Like Water for Chocolate is unique in the way it combines narratives and recipes. “Its recipes that have life and soul,” says Anahita. The book, which is a novel set in Mexico, has a recipe at the end of each chapter, that is of significant within the story. “It gives recipes more meaning, knowing that someone somewhere is eating it,” says Anahita. “When I share a recipe, Akhuri with buttered toast, for example, I always send a note with a backstory along.”

Although she hasn’t cooked from the book yet, Chef Anahita hopes to try the Christmas rolls, and the Quail with Rose Petal sauce sometime soon.

Run to the kitchen for a marathon cooking session or curl up in bed and read all night?
“Definitely the latter.”

Kelvin Cheung, Owner of Bastian and One Street Over: Momofuku by David Chang and Peter Meehan

Chef Kelvin’s favourite cookbook, Momofuku by the legendary chef, David Chang, is the book that chronicles the birth of his wildly popular New York restaurant, Momofuku. He calls it a must-have for anyone interested in the fun, playful, yet formidable style that Chang has developed with his multiple restaurants. 

“Chef David Chang had an incredible story to tell and I loved every minute reading his journey of building the Momofuku empire. You find the same storytelling in his Milk Bar cookbook as well; it’s his voice behind every line in the book, written in his words (hello, profanity!) instead of being filtered for the masses,” says Chef Kelvin. 

The recipe for Momofuku Ramen, which may be intimidating to most home cooks, is Chef Kelvin’s favourite from the book. 

Run to the kitchen for a marathon cooking session or curl up in bed and read all night?              
“This one calls for a marathon cooking session.”

Megha Kohli, Head Chef at Lavaash by Saby: White Heat by Marco Pierre White

White Heat by Marco Pierre White, a book that chronicles life in his kitchen, with black and white photographs by Bob Carlos Clarke, sheds light on what life in an international commercial kitchen is really like. 

“Unlike the typical photograph that depicts a white-aproned chef serenely plating flowers on his dish, this book captures what it’s really like to be a chef – the sweat, the pressure and the joy.
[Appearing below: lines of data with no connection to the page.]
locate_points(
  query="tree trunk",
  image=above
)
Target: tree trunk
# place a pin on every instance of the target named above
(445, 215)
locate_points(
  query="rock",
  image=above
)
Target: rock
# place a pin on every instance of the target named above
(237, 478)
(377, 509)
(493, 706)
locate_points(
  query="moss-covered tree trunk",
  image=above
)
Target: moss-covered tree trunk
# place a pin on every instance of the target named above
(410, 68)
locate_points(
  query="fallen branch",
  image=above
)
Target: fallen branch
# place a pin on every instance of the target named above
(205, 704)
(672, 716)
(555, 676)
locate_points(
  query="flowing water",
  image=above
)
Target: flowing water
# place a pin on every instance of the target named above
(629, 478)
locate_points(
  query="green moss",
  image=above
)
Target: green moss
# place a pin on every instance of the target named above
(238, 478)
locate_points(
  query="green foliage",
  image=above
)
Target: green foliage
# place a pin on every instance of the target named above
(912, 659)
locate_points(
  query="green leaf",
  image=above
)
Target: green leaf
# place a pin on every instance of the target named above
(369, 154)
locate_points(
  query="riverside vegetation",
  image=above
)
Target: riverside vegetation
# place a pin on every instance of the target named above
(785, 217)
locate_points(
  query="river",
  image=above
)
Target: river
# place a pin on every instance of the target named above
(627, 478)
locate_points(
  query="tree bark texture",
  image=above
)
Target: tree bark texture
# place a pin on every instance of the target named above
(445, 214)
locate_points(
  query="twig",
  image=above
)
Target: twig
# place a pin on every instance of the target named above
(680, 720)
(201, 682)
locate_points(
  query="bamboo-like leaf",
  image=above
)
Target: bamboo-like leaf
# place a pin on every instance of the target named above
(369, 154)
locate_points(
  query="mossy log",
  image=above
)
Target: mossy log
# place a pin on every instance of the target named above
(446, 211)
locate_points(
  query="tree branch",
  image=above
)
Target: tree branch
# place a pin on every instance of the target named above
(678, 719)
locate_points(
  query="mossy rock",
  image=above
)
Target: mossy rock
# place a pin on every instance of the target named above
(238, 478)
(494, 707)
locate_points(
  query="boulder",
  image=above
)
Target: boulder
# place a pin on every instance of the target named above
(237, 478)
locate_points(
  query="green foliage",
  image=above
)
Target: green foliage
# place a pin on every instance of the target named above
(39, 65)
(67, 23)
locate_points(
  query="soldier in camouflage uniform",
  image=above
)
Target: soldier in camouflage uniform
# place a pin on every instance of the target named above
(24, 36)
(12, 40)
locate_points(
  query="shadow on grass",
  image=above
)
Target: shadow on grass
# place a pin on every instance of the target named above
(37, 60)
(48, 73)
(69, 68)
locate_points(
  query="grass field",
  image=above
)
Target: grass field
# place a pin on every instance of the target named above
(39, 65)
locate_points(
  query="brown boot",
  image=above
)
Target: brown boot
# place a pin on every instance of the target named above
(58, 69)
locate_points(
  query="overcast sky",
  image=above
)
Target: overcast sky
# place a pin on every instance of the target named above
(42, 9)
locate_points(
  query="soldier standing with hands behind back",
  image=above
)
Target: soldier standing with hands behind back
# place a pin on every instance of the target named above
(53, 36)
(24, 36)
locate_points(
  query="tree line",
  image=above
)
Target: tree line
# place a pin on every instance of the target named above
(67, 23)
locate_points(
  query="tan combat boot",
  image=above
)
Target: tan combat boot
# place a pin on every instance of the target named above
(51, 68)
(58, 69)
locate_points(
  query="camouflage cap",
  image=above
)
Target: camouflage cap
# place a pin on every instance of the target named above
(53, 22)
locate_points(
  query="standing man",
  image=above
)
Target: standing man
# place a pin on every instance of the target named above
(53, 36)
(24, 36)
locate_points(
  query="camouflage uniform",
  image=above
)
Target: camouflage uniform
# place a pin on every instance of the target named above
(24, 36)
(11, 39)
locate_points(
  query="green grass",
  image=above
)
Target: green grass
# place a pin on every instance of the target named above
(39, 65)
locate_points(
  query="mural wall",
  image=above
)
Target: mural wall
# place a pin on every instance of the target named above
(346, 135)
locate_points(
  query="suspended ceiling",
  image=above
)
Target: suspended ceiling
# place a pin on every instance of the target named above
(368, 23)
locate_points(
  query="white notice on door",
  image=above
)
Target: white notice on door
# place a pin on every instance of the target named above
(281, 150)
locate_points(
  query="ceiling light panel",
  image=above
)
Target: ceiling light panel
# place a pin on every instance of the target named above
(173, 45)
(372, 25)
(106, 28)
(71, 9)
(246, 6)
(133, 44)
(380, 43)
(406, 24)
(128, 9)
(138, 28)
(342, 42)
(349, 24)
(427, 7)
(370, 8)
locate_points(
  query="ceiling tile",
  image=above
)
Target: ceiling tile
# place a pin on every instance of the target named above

As a result the photos are raw, gritty and candid.” Megha also loves the recipes in the book, and warns us not to be intimidated. “It may sound complicated, but the recipes take a simple approach. That's what cooking is about – getting the basics right, and then combining methods. In that way, this book is really quite symbolic of what it means to be a chef.” Her favourite recipe from the book is Turbot with Baby Leeks, a Ravioli of Scallops, Charcoute of Celery with a Grain Mustard Sauce.

Run to the kitchen for a marathon cooking session or curl up in bed and read all night?
“Makes me want to be in a really busy kitchen and cook!”